Imitation of Life (Douglas Sirk, 1959): USA

Reviewed by Kathleen Amboy.  Viewed at the TCM Film Festival in Hollywood, CA.

  Director Douglas Sirk is best known for his melodramatic films of the 1950’s which dealt with social prejudices, shallow desires, unrequited love and spoiled offspring.

Imitation of Life  involves two working mothers, one white and one black, both single and raising daughters.  Lora Meredith (Lana Turner) aspires to advance from part-time model to full-time stage actress,  while Annie Johnson (Juanita Moore) is desperately in need of a place to live, as well as a job.

Lora is near panic when she loses sight of her young daughter at the Coney Island boardwalk, but Annie has kindly sat with the child until they are both reunited.  Fast becoming friends, Annie and her daughter are invited to stay with Lora and her child in their small apartment, exchanging household duties for room and board.

Moving ahead ten years, Lora becomes a highly sought after stage actress, while her daughter Susie (Sandra Dee) is preparing to graduate high school.  Annie is very much a part of the family, even acting as a surrogate mother to Susie since Lora is consumed with her career.  Since Annie’s own daughter (fair-skinned) Sarah Jane (Susan Kohner) has come of age, she struggles with her mother’s blackness.  Longing to live within the white world in which she was raised, Sarah Jane abandons the love of her mother for the life of a chorus girl in a seedy nightclub.

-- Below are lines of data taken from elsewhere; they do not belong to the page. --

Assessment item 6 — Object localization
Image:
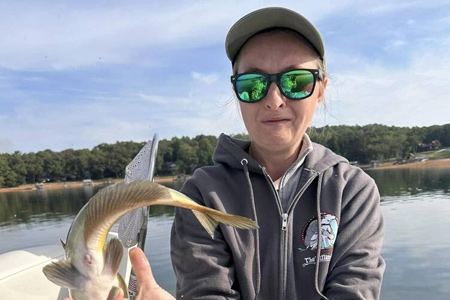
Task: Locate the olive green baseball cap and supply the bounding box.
[225,7,325,63]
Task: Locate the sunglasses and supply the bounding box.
[231,69,323,103]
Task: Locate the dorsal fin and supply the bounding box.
[84,180,170,251]
[102,238,123,277]
[42,261,88,290]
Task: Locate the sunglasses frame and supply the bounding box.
[230,69,323,103]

Lana Turner, the queen of melodrama,  excels as Lora Meredith, and yet regardless of how much the camera truly does love her, it is Susan Kohner and Juanita Moore which equally steal every scene they are in.  Both deliver standout performances as mother and daughter, who, despite a mutual love, can never come together and achieve what they most want from each other.  No surprise, Kohner and Moore each received an Oscar nomination as Best Supporting Actress for their respective roles.

Sirk’s most popular films were considered chick-flick soap operas, and panned by critics, but were well-received by audiences.  Imitation of Life became the most lucrative film to date for Universal, and was in fact a remake from their  own 1934 John Stahl version.

Susan Kohner and Juanita Moore joined Robert Osborne for a Q & A session after this screening at the TCM Film Festival.  The audience enjoyed the candor between our wonderful host and these two great actresses, it was apparent that both had stayed friends these many years and they each had to agree that their roles in Imitation of Life were the juiciest of their careers.  Screened at the Egyptian, there is nothing quite like watching the close-ups of all these wonderful actors up on the big screen.

Although I do not readily concede to film remakes, there are a few instances where the remake will honor its predecessor rather than bring shame, and perhaps even eclipse the former.  These are a few examples which come to mind:  Little Women (1949), The Man Who Knew Too Much (1956), and An Affair to Remember (1957).  Having seen both versions of Imitation of Life several times, (and in this instance) it’s a tough call, but I’d have to say Sirk’s version tips the scales.  Both versions are available on DVD from TCM, and both worthy of screening.